By Maren Perry, Founder and President, Arden Coaching. Every year we make a list of what we’re reading that you and your gift-list might enjoy. This year… Well, it was different for all of us.
Many of you spent less time in person with your colleagues this year, and still may be. The wonderful thing is that these books are great regardless. You can even consider sticking with the 2020 virtual theme and going fully digital, offering a book via Kindle or Audiobook. Better for the environment too!
As to etiquette, we suggest that you:
- Give from the heart, not from obligation.
- Give a GIFT, not a lesson: DON’T give a gift as a hint — as in “I think you need to be a better listener, so here’s a book on listening.” Instead, give them something they may be curious about based on your conversations with them.
- Give (overly) appropriate gifts, rather than risk offending someone. This includes not giving alcohol and probably not food…. And certainly nothing political or religious.
- DON’T give a gift to curry favor. (see first bullet)
- The thoughtfulness of the item is more important that the item itself. Better to give a thoughtfully chosen token than an extravagant-but-generic item.
For these reasons, and just because they’re generally wonderful, we love giving BOOKS! Sure, they may not be the most original of items, but chosen well, they can express a lot of thought and care, be incredibly valuable to the recipient far beyond the investment from the giver, form the basis of interesting conversations to come, and are easy to purchase (and to stash in your desk for that last minute gift for the colleague you accidentally left off your list!).
Here are some of our favorite workplace books this year:
How to be an Antiracist by Ibram X. Kendi.
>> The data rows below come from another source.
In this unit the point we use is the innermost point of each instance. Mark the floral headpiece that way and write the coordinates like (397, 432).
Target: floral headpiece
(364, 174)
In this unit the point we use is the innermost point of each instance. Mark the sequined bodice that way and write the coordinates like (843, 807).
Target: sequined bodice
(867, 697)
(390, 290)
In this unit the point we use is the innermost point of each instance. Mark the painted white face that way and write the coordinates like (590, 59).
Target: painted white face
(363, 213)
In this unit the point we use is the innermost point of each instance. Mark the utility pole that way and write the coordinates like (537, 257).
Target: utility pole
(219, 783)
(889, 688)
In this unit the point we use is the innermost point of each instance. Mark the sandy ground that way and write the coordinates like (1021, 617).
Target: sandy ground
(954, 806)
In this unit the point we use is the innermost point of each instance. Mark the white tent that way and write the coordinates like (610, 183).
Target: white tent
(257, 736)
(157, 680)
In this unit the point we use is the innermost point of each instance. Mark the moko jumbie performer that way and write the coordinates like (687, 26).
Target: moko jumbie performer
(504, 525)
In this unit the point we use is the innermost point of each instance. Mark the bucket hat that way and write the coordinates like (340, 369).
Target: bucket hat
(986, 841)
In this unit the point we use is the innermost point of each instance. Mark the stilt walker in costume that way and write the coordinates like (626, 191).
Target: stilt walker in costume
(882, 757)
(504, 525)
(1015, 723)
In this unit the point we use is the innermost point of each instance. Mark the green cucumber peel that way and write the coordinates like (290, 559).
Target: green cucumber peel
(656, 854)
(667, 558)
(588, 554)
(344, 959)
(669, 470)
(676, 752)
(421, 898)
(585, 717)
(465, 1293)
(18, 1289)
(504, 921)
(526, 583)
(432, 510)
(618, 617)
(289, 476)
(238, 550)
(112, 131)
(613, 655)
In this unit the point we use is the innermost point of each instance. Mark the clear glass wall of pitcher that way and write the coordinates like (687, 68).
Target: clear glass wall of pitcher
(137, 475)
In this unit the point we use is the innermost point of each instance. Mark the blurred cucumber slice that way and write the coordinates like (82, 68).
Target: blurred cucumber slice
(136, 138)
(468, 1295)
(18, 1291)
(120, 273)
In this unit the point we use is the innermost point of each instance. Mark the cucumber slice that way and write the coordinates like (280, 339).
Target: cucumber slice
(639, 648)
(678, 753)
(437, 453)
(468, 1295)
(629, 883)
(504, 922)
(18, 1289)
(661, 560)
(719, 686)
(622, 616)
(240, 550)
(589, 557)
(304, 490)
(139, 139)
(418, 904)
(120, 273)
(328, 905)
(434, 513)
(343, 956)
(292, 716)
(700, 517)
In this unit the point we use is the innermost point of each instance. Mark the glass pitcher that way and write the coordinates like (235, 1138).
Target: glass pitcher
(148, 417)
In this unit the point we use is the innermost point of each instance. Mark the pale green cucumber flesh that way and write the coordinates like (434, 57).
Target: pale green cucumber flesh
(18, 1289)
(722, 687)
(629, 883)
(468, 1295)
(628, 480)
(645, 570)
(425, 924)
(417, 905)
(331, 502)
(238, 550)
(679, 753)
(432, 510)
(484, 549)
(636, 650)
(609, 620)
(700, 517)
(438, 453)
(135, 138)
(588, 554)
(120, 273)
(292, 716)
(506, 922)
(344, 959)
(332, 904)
A powerful combination of memoir and explanation of racism in its structural elements. Illuminating the systemic biases and offering us a path forward. For the reader on your list who wants to be moved and challenged (and appropriately so)!
The EQ Edge by Stein and Book. From self-talk to self-actualization, empathy to assertiveness, this book talks through some of the important facets of EQ and gives some good exercises as to how to increase yours.
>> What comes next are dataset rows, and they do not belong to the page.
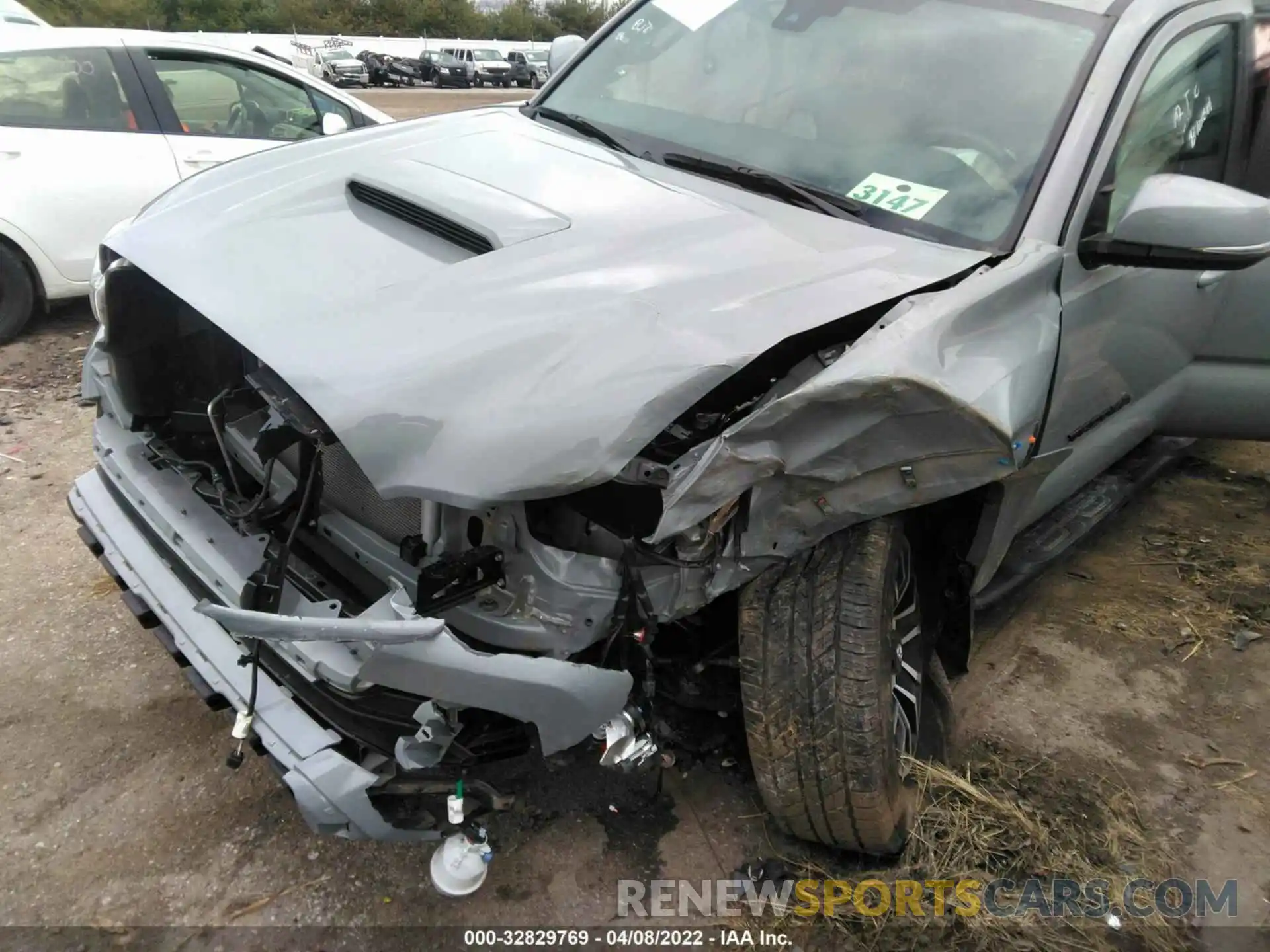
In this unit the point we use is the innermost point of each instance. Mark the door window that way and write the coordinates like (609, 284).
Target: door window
(1259, 169)
(67, 89)
(1180, 124)
(215, 97)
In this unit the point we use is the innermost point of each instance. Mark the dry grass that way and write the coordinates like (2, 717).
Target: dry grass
(1000, 816)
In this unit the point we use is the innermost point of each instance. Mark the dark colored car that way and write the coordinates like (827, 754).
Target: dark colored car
(529, 67)
(386, 70)
(444, 70)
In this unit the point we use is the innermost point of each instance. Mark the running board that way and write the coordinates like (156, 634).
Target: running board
(1075, 521)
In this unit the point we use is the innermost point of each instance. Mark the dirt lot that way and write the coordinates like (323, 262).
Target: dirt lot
(1123, 724)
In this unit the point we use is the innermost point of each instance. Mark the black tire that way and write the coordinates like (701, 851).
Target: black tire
(837, 680)
(17, 295)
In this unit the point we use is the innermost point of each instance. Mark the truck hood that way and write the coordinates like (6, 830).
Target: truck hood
(618, 295)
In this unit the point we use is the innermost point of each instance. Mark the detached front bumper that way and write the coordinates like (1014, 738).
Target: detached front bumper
(183, 571)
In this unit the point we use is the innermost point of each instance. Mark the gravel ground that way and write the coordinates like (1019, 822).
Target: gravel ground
(118, 810)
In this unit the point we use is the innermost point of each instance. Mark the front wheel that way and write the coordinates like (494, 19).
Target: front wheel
(841, 688)
(17, 295)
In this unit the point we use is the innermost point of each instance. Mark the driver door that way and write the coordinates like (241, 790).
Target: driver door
(1227, 390)
(216, 108)
(1130, 335)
The Ideal Team Player by Patrick Lencioni. A wonderful outline of the values of successful team members, how to identify what type of team player you are (as well as those on your team), and how you can maximize the contribution (and minimize the weaknesses) of various types. Give to everyone on your team!
The Coaching Habit by Michael Bungay Stanier. The subtitle says it all: “Say Less, Ask More and Change the Way You Lead Forever.” This is a simple to read book laid out over seven basic questions you can practice. Practical, concise, specific.
Fearless Feedback by Glenn, Handscomb, Kosterlitz, Marron, Ross, Seigworth and Signorelli. Co-authored by our very own Kelly Ross this book explores the process of coaching leaders in a 360 process.
Emotional Equations by Chip Conley. A nice blend of emotional intelligence meets engineering brain. Formulas like “Innovation = Creativity minus Cynicism”
Immunity to Change by Kegan and Leahy: This one makes it to our list every year for a reason. A dense and valuable read for anyone leading a substantial change within their organization (or themselves.) We use this work as the basis for many Leadership Off-sites. Not a particularly breezy read – but worth it! Great examples and case studies.
Nice Girls Don’t Get the Corner Office by Lois Frankel. It’s been around for over ten years and, unfortunately, is still applicable to many. Complete with quiz at the beginning to determine which sections to focus on, this is for the woman who wants to advance but isn’t coming across as executive material. Especially good for the younger ones on your list.
The Confidence Code by Katty Kay and Claire Shipman: Aimed at women, but useful for all, this addresses the nagging self-doubt faced by many. Know someone who wants to crack the code on coming out of their shell? This is the book!
Executive Presence by Sylvia Ann Hewlett. Ever wonder what the heck Executive Presence actually is and how to break it into components you can do something about? You’re in luck!
Designing Your Life by Bill Burnett and Dave Evans: A completely practical guide to anyone wondering “what’s next for me?!” Whether it’s at work or in the rest of life, these Stanford Professors teach this material in one of the most popular classes on campus and you’ll see why. Easy to read, grasp and apply – great exercises!
Remember: with any of these, the thoughtful personal note you provide along with the book will be the true gift and go toward establishing the connection between you, the recipient, and the book. If you’ve read a book you are gifting and enjoyed it, say why. If you’ve not read it but heard it was good, tell them why you think they might enjoy it.
Give from the heart… and you can’t go wrong.